My only concern is upgrading storage and putting Ubuntu on it, there's an old TekSyndicate video on putting Linux on one but was hoping it was easier now.
I'm on the fence really, I care nothing for touch screen that much and enjoy classic laptops, all I've ever really used is ThinkPads.
Honestly, if you're concerned about that, I wouldn't do it. The Surface (as a platform) is not built to be modified or have Linux put on it. You can do it, but I won't say it's flawless.
The ONLY benefit (in my opinion) to the surface is the form factor and the touch screen. If you're not interested in that, I'd go out and get an xps 13/xps 15. You'll have much better performance and you can upgrade storage/battery easily.
@Wendell, if I remember correctly, you use a surface on a regular basis, maybe you could chime in here?
Would be looking at the Pro 3, they're pretty cheap right now and work is hitting me with the need for a laptop. If I didn't have to run Windows or Linux programs I'd just get a chromebook but that wont work.
As far as @catsay's comment, sounds like the surface will work with Ubuntu, but I would caution against trying Arch or Fedora. They require significantly more work to get things working properly.
I'm going to try to convince you to go the other way and buy either a used Surface Pro 3 / Surface Pro 2. I don't know how you'd use the gift card on eBay, but perhaps you could sell it. The Surface 3 has a cherry trail Atom in it. Now, I've had an cherry trail tablet before and while it was much better than the ARM-based Surface and Surface 2, it was still horrendously disappointing. For very minor tasks it is adequate but it suffers at everything heavier than a youtube video.
I recently picked up a Surface Pro 2 for less than $300 and it is a fast, capable machine with a very respectable amount of power for its size but with good battery life to match. I'm very happy with it.
If you don't really want/need a touch screen, a Lenovo X220 or T420 would be a good option as those can be had for as little if not less money
Chances are just that with this hardware if anything will have the stuff in the kernel it'll be arch or fedora, everything about this says: is going to require work.
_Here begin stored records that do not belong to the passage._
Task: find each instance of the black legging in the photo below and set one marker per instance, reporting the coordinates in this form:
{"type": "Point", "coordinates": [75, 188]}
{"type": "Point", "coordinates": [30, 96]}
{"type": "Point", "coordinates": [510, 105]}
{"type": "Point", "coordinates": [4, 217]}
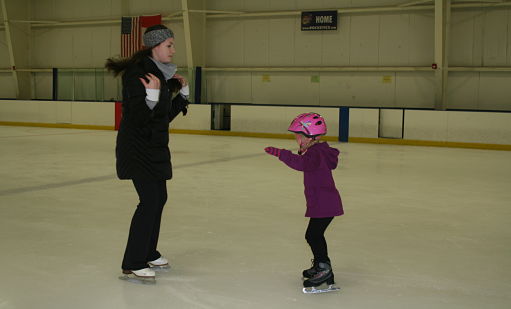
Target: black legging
{"type": "Point", "coordinates": [316, 239]}
{"type": "Point", "coordinates": [145, 224]}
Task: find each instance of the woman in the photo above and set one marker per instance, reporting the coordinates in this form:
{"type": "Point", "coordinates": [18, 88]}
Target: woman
{"type": "Point", "coordinates": [148, 84]}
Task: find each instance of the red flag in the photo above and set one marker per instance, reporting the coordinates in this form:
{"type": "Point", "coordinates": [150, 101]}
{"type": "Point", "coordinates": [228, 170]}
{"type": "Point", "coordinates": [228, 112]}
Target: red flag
{"type": "Point", "coordinates": [132, 29]}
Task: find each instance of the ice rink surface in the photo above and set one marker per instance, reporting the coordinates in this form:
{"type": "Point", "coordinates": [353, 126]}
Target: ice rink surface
{"type": "Point", "coordinates": [424, 227]}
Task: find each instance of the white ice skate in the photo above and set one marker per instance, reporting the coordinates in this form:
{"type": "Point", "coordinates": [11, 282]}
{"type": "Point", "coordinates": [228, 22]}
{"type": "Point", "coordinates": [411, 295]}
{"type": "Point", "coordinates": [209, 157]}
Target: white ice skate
{"type": "Point", "coordinates": [159, 263]}
{"type": "Point", "coordinates": [144, 276]}
{"type": "Point", "coordinates": [317, 290]}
He's using a surface pro 3, so I'm assuming that is the one that uses the Intel Core chips.
This. I'm surprised OP is looking at surface when he's familiar with thinkpads. If I had $500 to burn, I'd probably get a T420, upgrade the panel to 1080p, upgrade to 16GB ram, and replace HDD with 500GB SSD.
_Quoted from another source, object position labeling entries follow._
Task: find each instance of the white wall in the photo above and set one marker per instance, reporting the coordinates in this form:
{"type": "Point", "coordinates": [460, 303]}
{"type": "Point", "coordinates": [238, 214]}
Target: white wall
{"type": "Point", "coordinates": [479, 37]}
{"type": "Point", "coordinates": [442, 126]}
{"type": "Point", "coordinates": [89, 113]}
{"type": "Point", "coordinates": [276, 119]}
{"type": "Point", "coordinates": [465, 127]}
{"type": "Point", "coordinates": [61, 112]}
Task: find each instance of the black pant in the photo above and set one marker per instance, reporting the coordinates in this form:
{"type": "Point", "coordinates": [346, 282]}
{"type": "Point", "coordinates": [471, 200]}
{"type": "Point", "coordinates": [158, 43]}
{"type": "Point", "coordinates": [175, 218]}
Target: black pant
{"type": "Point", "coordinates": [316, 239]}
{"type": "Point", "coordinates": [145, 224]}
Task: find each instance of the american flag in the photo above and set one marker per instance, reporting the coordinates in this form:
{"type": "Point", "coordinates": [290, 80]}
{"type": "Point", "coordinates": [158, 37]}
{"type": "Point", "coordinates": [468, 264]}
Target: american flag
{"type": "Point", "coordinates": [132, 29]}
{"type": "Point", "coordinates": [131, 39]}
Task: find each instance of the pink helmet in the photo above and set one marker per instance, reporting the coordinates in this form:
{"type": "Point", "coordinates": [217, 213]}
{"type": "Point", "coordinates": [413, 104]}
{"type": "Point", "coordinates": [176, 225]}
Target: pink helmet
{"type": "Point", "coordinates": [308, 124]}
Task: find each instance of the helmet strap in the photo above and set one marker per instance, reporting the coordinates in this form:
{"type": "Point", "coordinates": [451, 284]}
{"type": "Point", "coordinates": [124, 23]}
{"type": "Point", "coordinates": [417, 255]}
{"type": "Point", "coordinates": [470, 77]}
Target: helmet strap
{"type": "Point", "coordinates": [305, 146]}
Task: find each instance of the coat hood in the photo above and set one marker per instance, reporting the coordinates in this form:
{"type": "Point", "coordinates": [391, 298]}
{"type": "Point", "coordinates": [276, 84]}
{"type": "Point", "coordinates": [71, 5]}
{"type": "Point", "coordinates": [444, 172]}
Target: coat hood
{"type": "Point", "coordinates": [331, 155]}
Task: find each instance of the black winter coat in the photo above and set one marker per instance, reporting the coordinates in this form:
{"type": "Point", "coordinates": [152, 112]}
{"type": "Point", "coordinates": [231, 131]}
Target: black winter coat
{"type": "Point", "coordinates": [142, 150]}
Yeah, but I find installing a PPA and packages to be easier than pulling from AUR every time.
@_hill If you're looking at the SP3, so long as you understand the differences it is going to have from an actual laptop, I think you're going to be very happy indeed with it. Wendell has an extremely in-depth video about it so that you know what to expect. It has the same functionality as a laptop and the same capabilities, but the way that you handle it and use it is going to be ever so slightly different. If that appeals to you or you're okay with that, go for it, I think you'll like it. If not, old business-grade laptops (T420 as mentioned) will be a great alternative as well.
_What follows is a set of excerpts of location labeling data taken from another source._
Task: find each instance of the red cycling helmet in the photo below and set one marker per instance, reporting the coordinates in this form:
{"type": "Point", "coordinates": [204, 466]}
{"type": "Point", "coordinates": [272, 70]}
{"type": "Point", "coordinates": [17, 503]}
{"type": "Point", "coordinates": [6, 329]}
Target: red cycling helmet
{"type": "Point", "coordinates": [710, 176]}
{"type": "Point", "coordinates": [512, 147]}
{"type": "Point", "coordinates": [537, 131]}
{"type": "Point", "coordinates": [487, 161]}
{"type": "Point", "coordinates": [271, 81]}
I've quite a bit of experience with thinkpads and in terms of build quality, laptops from other brands that can match the Sandy Bridge and older models are hard to come by imo. The older thinkpads I have, you could beat someone to death with them and go straight back to your spreadsheets.
I have some old ones laying around but I'd rather just say fuck it and get the t420 you were talking about looks good has had an i5 and is cheap. Thanks for steering me clear from a bad decision.